Although such an assumption could be entirely off base, the aesthetic side of Claire Boucher’s Grimes seems to me an affectation similar to the much maligned and discussed persona of one Lizzy Grant. Though Boucher hasn’t released an album under her birth name, her carefully constructed public visage is one of heavily puffed up weirdness. Instead of playing toward her looks like Grant does, Boucher’s persona is one of confrontation. Every aesthetic choice seems poised to make her appear as weird as possible, and major media outlets have latched onto that outlet in similar ways that they have to Grant. I’m not asking for asking for equal treatment for these two female stars, in fact quite the opposite. I’m all for artists putting as much work into the aesthetic side of their work as the musical, you just have to be able to back up those aesthetic choices with the music itself. Born To Die proved that Grant was all style and little substance, but Boucher’s background of work, including Visions, allows her this aesthetic freedom.
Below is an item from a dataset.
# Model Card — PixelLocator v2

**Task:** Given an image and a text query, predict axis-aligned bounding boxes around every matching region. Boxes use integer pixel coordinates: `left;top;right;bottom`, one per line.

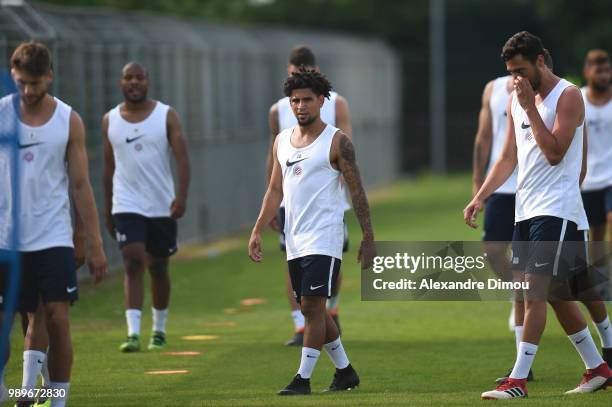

Her schtick isn’t annoying, simply because she backs it up.

2010’s Geidi Primes, an opening slot for Lykke Li, and a fair amount of buzz surrounding Boucher at last year’s CMJ Music Marathon, have all contributed to the critical firestorm surrounding her at present. In an interview with Pitchfork, she said that Visions far surpasses her previous works, and as a fan of those previous records I was a bit skeptical. They seemed to me cohesive works in their own right and then Boucher disowned them as if they were collections of demos. If this album were to be as great as Boucher made it out to be it would be something truly outstanding. That being said, it doesn’t represent the same leaps and bounds that Boucher seemed to indicate that it might.

In fairness to Boucher, Visions is a triumph of composition in ways that previous efforts never approached, and nowhere is this more evident than on the lead single, ‘Oblivion’. This is one that’s been kicking around the internet since the end of 2011, but in the context of the album, its burbling synths and layers upon layers of breathy vocals seem even more stunning. It’s just one of those songs. You’re listening to the album pretty closely, but at the opening moments of tracks like this your ears perk up a bit more, you find your head nodding, your foot tapping and then four minutes later its back to the usual listening mode. Tracks like this are absolutely necessary to make an album feel fresh listen after listen, and though this album has its share - ‘Oblivion’ is the obvious one, but ‘Circumnambient’ and ‘Be A Body’ aren’t too far behind it - there still feels like a handful of wasted moments.

Yes, despite the highs, and all the lavish praise that has been and will be laid at the foot of this album, it just has this feel that while the high points are high, the low points are just a little boring. More than anything the album feels a bit front loaded. The whole stretch following the aforementioned ‘Be A Body’ just becomes a bit laborious. By ‘Nightmusic’, the immediacy of the first few tracks is sorely missed. Though ‘Skin’ represents a thoughtful stab at a different style than the insistent electro pop of most of the album, it, and much of the second half of the album just wears out its welcome within the first couple of listens.

That being said, the collective whole of this release does continue to hint at the promise of earlier efforts - supplanting the ever present solid songwriting with more fleshed out and complex arrangement. Its just that Boucher’s effort wears thin over the course of these 48 minutes. Were this an EP, it might have been a perfect release, but as it stands Visions, while improving on previous work, is not yet the career defining moment that Boucher seemed to suggest it might be. Really though, were any of us expecting that? While Boucher has been making music for an eternity in blog-rock years, her career is still in its infancy by many more tangible measures. Because of that fact, it is perhaps inappropriate to lambast Visions as a disappointment or a representation of unfulfilled promises. Rather, this album makes promises of its own. Its flashes of brilliance promise better work yet to come.